Three months ago imperialism, drunk with victory, was rattling the sabre and threatening to overrun Russia with its armed hordes. How could "poverty-stricken" and "savage" Soviet Russia hold out against the "disciplined" army of the British and French, who had smashed "even" the Germans, for all their vaunted technical equipment? So they thought. But they overlooked a "trifle," they failed to realize that peace, even an "indecent" peace, would inevitably undermine the "discipline" of their army and rouse its opposition to another war, while unemployment and high living costs would inevitably strengthen the revolutionary movement of the workers against their imperialists.

And what did we find? The "disciplined" army proved unfit for purposes of intervention: it sickened with an inevitable disease—demoralization. The boasted "civil peace" and "law and order" turned into their opposite, into civil war. The hastily concocted bourgeois "governments" in the border regions of Russia proved to be soap bubbles, unsuitable as a camouflage for intervention, which had been undertaken, of course (of course!), in the name of "humanitarianism" and "civilization." As to Soviet Russia, not only did their hope for a "walk over" fail; they even deemed it necessary to retreat a little and invite her to a "conference," on the Princes' Islands. 1 For the successes of the Red Army, the appearance of new national Soviet republics which were infecting neighbouring countries with the spirit of revolution, the spread of revolution in the West and the appearance of Workers' and Soldiers' Soviets in the Entente countries were arguments that were more than persuasive. What is more, things have reached a point where even Clemenceau the "implacable," who only yesterday refused to issue passports to the Berne Conference 2 and who was preparing to devour "anarchistic" Russia, is today, having been rather mauled by the revolution, not averse to availing himself of the services of that honest "Marxist" broker, the old Kautsky, and wants to send him to Russia to negotiate—that is to say, "investigate."

Truly:

"Where are they now, the haughty words, The lordly strength, the royal mien?" 3

All these changes took place in the space of some three months.

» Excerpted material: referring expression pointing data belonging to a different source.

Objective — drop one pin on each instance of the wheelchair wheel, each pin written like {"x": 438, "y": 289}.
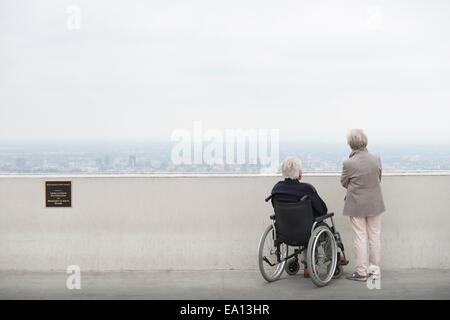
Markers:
{"x": 292, "y": 267}
{"x": 269, "y": 267}
{"x": 321, "y": 256}
{"x": 338, "y": 273}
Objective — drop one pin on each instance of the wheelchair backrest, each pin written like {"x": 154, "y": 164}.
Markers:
{"x": 293, "y": 219}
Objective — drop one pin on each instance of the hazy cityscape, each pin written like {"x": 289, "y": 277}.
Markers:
{"x": 155, "y": 157}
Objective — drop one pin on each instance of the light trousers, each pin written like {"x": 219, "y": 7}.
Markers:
{"x": 366, "y": 228}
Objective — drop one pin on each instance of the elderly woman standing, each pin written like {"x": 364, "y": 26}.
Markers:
{"x": 361, "y": 176}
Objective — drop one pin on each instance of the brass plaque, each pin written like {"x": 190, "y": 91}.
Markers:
{"x": 58, "y": 194}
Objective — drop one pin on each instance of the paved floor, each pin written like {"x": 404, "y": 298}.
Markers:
{"x": 230, "y": 284}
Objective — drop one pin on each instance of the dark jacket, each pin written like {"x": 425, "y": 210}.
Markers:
{"x": 295, "y": 189}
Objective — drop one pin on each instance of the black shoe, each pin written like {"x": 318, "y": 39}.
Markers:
{"x": 357, "y": 277}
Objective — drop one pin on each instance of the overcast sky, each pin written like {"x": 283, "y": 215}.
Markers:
{"x": 137, "y": 70}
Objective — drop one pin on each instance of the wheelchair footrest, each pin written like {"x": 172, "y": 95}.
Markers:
{"x": 344, "y": 262}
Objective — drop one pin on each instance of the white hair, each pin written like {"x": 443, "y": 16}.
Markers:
{"x": 291, "y": 167}
{"x": 357, "y": 139}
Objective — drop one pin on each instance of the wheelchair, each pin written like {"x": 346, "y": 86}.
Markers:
{"x": 294, "y": 227}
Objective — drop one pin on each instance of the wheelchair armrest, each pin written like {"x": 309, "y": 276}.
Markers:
{"x": 321, "y": 218}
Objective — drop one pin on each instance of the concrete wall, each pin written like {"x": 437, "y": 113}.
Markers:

We have every ground for affirming that the trend will continue in the same direction, for it has to be admitted that in the present moment of "storm and stress" Russia is the only country in which social and economic life is proceeding "normally," without strikes or anti-government demonstrations, that the Soviet Government is the most stable of all the existing governments in Europe, and that the strength and prestige of Soviet Russia, both at home and abroad, are growing day by day in direct proportion to the decline of the strength and prestige of the imperialist governments.

The world has split into two irreconcilable camps: the camp of imperialism and the camp of socialism. Imperialism in its death throes is clutching at the last straw, the "League of Nations," trying to save itself by uniting the robbers of all countries into a single alliance. But its efforts are in vain, because time and circumstances are working against it and in favour of socialism. The tide of socialist revolution is irresistibly rising and investing the strongholds of imperialism. Its thunder is re-echoing through the countries of the oppressed East. The soil is beginning to burn under the feet of imperialism. Imperialism is doomed to inevitable destruction.

Izvestia, No, 41, February 22, 1919


Notes

1. The Council of the Entente, with the professed aim of establishing peace in Russia, decided to invite the Soviet Government and the Kolchak, Denikin and other counter-revolutionary governments to send representatives to a conference to be held in February 1919 on the Princes' Islands, in the Sea of Marmora. The conference did not take place.

2.Berne Conference — a conference of social-chauvinist and Centrist parties of the Second International held in Berne, Switzerland, February 3-10, 1919.

3.From A. V. Koltsov's poem, "The Forest" (See A. V. Koltsov, Complete Collection of Poems, Leningrad 1939, p. 90).